This app ships a small, pragmatic subset of Cypher-like commands. Multiple statements can be separated by semicolons. Queries are logged automatically.

Supported commands:

- CREATE NODE Label {k:"v", ...}
- CREATE REL from=<uuid> to=<uuid> label=Label {k:"v", ...}
- MATCH NODE Label {k:"v", ...} [WHERE cond [AND cond ...]]
- MATCH REL Label {k:"v", ...} [WHERE cond [AND cond ...]]
- DELETE NODE <uuid>
- DELETE REL <uuid>

Notes

- Label is required for CREATE statements. The { ... } properties block is optional.
- MATCH returns rows (nodes or relationships) that match label and all provided key/value properties. Optional WHERE clauses can further filter results.
- UUIDs are shown in the UI; copy/paste them for REL creation or DELETE operations.
- Keys and values are strings; matching is exact. WHERE currently supports only simple predicates (see below) — no ranges, regex, partial/contains, arithmetic, or parentheses.
- Commands are case-insensitive for the verb (CREATE/MATCH/DELETE/REL/NODE), but labels/keys/values are case-sensitive.

Example queries

1) Create a few nodes

CREATE NODE Person {name:"Ada", role:"Engineer"};
CREATE NODE Person {name:"Bob", role:"Designer"};
CREATE NODE Company {name:"Acme"};

2) Find all Person nodes

MATCH NODE Person;

3) Match by property

MATCH NODE Person {role:"Engineer"};

3b) MATCH with WHERE filters

- By id:
  MATCH NODE Person WHERE id=aaaaaaaa-bbbb-cccc-dddd-eeeeeeeeeeee;
- By metadata equality/inequality and existence:
  MATCH NODE Person WHERE name="Ada" AND role!="Manager" AND HAS(nickname);
- Combine with property block and label:
  MATCH NODE Person {role:"Engineer"} WHERE team="Platform";

4) Create a relationship (use real UUIDs from your nodes)

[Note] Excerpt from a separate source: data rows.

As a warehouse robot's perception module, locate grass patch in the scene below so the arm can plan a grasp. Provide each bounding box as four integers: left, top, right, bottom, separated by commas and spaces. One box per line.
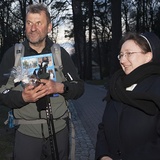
0, 106, 14, 160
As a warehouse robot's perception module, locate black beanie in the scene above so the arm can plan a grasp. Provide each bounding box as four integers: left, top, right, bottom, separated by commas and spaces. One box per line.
141, 32, 160, 63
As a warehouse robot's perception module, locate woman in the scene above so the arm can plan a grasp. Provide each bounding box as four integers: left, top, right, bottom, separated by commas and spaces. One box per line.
96, 32, 160, 160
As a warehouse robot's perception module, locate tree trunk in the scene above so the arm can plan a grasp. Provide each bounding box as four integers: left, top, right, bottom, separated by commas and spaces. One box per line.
109, 0, 122, 76
72, 0, 85, 79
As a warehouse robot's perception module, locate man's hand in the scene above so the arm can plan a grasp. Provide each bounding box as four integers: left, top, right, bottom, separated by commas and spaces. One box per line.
22, 84, 48, 102
41, 79, 64, 95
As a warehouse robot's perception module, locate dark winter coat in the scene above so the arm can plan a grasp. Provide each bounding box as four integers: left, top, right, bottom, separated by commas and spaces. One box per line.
96, 63, 160, 160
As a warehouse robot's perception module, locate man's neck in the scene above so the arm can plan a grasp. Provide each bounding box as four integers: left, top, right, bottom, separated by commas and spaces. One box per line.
29, 41, 46, 53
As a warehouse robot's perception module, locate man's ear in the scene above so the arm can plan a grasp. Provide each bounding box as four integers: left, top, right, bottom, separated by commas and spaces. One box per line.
48, 23, 52, 33
146, 52, 153, 62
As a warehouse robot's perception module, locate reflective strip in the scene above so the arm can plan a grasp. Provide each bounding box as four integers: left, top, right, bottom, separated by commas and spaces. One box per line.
13, 119, 47, 125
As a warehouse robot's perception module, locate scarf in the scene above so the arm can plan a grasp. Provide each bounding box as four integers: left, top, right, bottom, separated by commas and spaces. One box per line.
107, 63, 160, 115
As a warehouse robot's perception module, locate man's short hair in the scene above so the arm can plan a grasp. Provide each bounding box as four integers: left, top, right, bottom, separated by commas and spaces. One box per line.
26, 3, 51, 23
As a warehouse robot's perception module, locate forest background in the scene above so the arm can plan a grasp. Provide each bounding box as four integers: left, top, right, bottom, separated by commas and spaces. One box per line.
0, 0, 160, 80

-- Suppose Ada has id aaaaaaaa-bbbb-cccc-dddd-eeeeeeeeeeee
-- and Acme has id 11111111-2222-3333-4444-555555555555
CREATE REL from=aaaaaaaa-bbbb-cccc-dddd-eeeeeeeeeeee to=11111111-2222-3333-4444-555555555555 label=WORKS_AT {since:"2021"};

5) Match relationships by label (and optional properties)

MATCH REL WORKS_AT;
MATCH REL WORKS_AT {since:"2021"};
-- WHERE filters for relationships
MATCH REL WORKS_AT WHERE from=aaaaaaaa-bbbb-cccc-dddd-eeeeeeeeeeee AND to=11111111-2222-3333-4444-555555555555;
MATCH REL WORKS_AT WHERE id=01234567-89ab-cdef-0123-456789abcdef;
MATCH REL WORKS_AT WHERE HAS(since) AND since="2021";

6) Delete by id

DELETE REL 01234567-89ab-cdef-0123-456789abcdef;
DELETE NODE fedcba98-7654-3210-fedc-ba9876543210;


Troubleshooting & Known Limitations

- Motion stops “too soon”
  - By design, physics/convergence halts 3 seconds after the last activity (drag or layout). Begin a new drag or run Auto-cluster to resume.

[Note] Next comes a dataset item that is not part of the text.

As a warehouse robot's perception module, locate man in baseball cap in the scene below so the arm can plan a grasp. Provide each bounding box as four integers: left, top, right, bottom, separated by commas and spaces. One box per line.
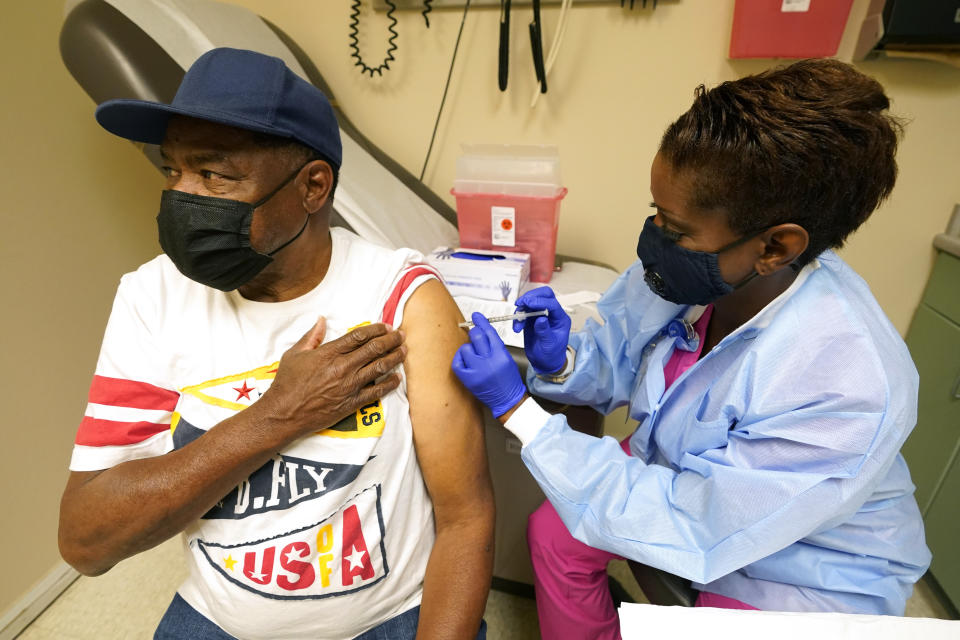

- Relationships look crowded
  - Use Auto-cluster layout again or give the graph a nudge by dragging a few nodes. The overlap resolver prevents nodes from stacking, but edges can still cross in dense areas.

- Performance on very large graphs
  - The layout and physics are tuned for small-to-medium graphs. Extremely large graphs may feel sluggish.

- Limited query language
  - The GQL subset supports CREATE/MATCH/DELETE for NODE/REL with exact-match properties and basic WHERE clauses (id, label, has(key), key="v", key!="v", and for relationships from=<uuid>/to=<uuid>). No updates/SET, no pattern matching, multi-hop, variables, OR/NOT, or grouping/parentheses.

- UUIDs required for some operations
  - Relationship creation and deletes require UUIDs. Use MATCH first (or the UI) to identify ids.

- File system permissions
  - The app writes to assets/state.ron and assets/logs. Ensure the process has permission to create and write to these paths.

- Backups on New Graph
  - A backup is only created if the current graph is non-empty. Check the console/info message for the backup path when triggered.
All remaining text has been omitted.